She turned away, cradling the amulet in the palm of her hand. The depths within seemed to move, shifting in the moonlight and shadow as though it held its own interior light.

She pushed vitæ into the amber. And to her surprise, it responded. It sent a wave of vitæ back, more than she’d put in it initially. A wave of warm light filled her.

She gasped. “How is that possible?”

“Haven’t the slightest. It seems to be some kind of floromantic battery. Reach into it again, then pull the vitæ out. I assure you, you’ll find plenty.”

Elswyth turned the amulet over in her hands, searching for some kind of trick, some contraption hidden within. But there was only the stone. She paused and then reached into the stone again—only this time she pulled the vitæ out.

A steady stream of it washed through her, filling her veins with light.
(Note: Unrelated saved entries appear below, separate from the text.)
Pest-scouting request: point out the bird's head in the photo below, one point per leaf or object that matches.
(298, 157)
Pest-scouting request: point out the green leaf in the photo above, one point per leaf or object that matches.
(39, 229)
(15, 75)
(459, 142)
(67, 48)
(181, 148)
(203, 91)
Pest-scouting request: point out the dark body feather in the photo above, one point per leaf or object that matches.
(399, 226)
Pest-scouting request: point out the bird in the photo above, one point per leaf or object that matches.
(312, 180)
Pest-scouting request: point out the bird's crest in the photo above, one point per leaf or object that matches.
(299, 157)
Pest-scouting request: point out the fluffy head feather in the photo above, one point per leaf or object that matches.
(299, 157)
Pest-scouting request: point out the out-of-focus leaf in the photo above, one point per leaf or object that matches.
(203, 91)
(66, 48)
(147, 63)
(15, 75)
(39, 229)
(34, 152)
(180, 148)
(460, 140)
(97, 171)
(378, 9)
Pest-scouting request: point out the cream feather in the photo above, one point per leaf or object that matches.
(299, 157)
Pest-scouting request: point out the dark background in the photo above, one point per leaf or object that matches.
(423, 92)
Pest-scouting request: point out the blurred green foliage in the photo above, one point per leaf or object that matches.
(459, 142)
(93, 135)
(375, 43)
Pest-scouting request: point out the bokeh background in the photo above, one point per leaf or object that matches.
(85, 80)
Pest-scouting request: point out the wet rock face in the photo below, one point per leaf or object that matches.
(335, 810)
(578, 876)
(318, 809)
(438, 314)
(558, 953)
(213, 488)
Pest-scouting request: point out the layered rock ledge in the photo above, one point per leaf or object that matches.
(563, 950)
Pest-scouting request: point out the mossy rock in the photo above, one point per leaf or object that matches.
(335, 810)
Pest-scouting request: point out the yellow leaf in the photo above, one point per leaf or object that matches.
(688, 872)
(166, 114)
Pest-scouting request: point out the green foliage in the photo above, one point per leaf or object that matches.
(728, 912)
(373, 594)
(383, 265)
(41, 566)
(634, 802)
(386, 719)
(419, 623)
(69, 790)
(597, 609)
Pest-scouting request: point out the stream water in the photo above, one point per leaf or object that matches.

Her fatigue lessened and her mind cleared—the consequences from all the night’s floromancy vanishing in an instant.

“It’s marvelous,” Elswyth said, “and you said this is… Sumerian. How old does that make it?”

Silas considered. “If my estimates are correct, and it is indeed from the Uruk period, that amulet is perhaps five thousand years old.”

Elswyth blinked. “And the vitæ was inside the stone when you found it?”

Silas nodded.

“You mean to tell me that this vitæ is fivethousandyears old?”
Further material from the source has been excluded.